In 1999, King Norodom Sihanouk publicly refused a luxury car that Teng Bunma had offered him, on the grounds that he was being investigated by the United States of America. However, Hun Sen himself intervened to award diplomatic immunity to Teng Bunma for falsifying immigration documents, which was considered abusing ambassadorial powers to evade the law by some human rights group.

=== The godfather of the Cambodian booming economy (2000-2016) ===
At the beginning of the third millennium, Teng Bunma had become "one of the most powerful men in Cambodia", "Cambodia's best-known and wealthiest businessman with total assets estimated at around $400 million." At that time, he began investing in major construction projects worth more 50 millions dollars and to diversify his portfolio with a wider range of activities, such as growing cotton. He took an important role of leadership in the business community to the point of becoming a "kingmaker". In 2000, Guo Dongpo, who was the director of the Overseas Chinese Affairs Office office in Beijing, met Teng Bunma to ask for his assistance in controlling unruly mainland gang activity in the Cambodia, as the latter had become "legendary" among the Chinese Khmer community.

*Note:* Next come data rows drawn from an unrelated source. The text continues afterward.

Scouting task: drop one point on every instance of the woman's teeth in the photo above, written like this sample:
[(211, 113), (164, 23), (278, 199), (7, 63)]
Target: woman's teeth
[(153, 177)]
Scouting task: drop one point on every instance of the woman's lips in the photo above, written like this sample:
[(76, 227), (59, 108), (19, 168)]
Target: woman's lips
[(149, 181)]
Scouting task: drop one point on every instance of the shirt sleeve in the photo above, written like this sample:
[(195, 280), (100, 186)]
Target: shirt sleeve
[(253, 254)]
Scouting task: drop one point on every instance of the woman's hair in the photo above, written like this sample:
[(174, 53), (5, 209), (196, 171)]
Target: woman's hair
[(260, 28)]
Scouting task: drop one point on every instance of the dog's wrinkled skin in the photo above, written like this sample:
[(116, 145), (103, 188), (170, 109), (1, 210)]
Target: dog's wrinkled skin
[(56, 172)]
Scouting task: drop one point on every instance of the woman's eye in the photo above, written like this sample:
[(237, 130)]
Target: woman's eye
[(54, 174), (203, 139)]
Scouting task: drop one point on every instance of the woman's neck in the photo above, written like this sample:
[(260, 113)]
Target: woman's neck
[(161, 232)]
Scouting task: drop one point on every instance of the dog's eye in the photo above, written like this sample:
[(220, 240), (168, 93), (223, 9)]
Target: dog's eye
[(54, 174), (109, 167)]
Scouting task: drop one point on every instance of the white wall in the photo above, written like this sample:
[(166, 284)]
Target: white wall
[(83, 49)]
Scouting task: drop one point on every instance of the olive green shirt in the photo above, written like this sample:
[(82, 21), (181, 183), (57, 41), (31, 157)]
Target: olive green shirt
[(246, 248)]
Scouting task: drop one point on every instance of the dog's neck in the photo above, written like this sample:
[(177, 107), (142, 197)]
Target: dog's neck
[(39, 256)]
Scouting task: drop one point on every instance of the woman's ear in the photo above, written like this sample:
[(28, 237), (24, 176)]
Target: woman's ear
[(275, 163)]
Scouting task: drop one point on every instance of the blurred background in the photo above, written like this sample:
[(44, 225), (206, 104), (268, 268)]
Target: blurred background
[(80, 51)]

=== Later years and death ===
Teng Bunma died at the age of 75 on June 17, 2016 at 12.45 pm in a hospital in Phnom Penh by natural causes, leaving the 133 story Thai Boon Roong Twin Tower World Trade Center in Phnom Penh, located next to Nagaworld, unfinished. This construction site has been inactive since the COVID-19 pandemic, and it is possible that the project has been canceled, although no official announcement has been made regarding its cancellation.

== Legacy ==
=== Real estate ===
Teng Bunma left being him one of the largest real estate empires in Cambodia. He owned the luxury Intercontinental hotel in Phnom Penh and Rasmei Kampuchea, the country's most influential newspaper. His son's company, in partnership with foreign investors, owns the Caesar international casino in Pailin, a mining town in western Cambodia.

=== Cambodian Chamber of Commerce ===
Teng Bunma was elected as the first president of Cambodia's Chamber of Commerce in 1995, a useful position for networking in a country where wealth is concentrated in the hands of a small group of closely connected politicians, military officials and businessmen.

=== The forefather of Hun Sen's elite pack ===

In a 2015 paper, Teng Bunma was described as the prototype of the new Khmer oknha by Michiel Verver and Heidi Schnetzinger who explained the “elite pact” between the business and political elites through the oknha system of Cambodia.

== Character ==
Teng Bunma has been described as a "trigger-happy tycoon" following incidents where he used or brandished hand guns. In the first incident he shot out a $3000 tire of an airplane on the tarmac after complaining that he was frustrated with the airline's service. He was quoted as saying he had lost his "temper and control and had to shoot one of the plane's tires" and that he wanted to "shoot more of them, to make sure that all were flat, but there were a lot of passengers surrounding the plane". In the second incident he brandished a gun inside an airplane and demanded the crew delay takeoff until his late friends arrived.

== Awards and recognition ==
Teng Bunma received an honorary degree from Iowa Wesleyan University at the request of his business partner, Ted Sioeng.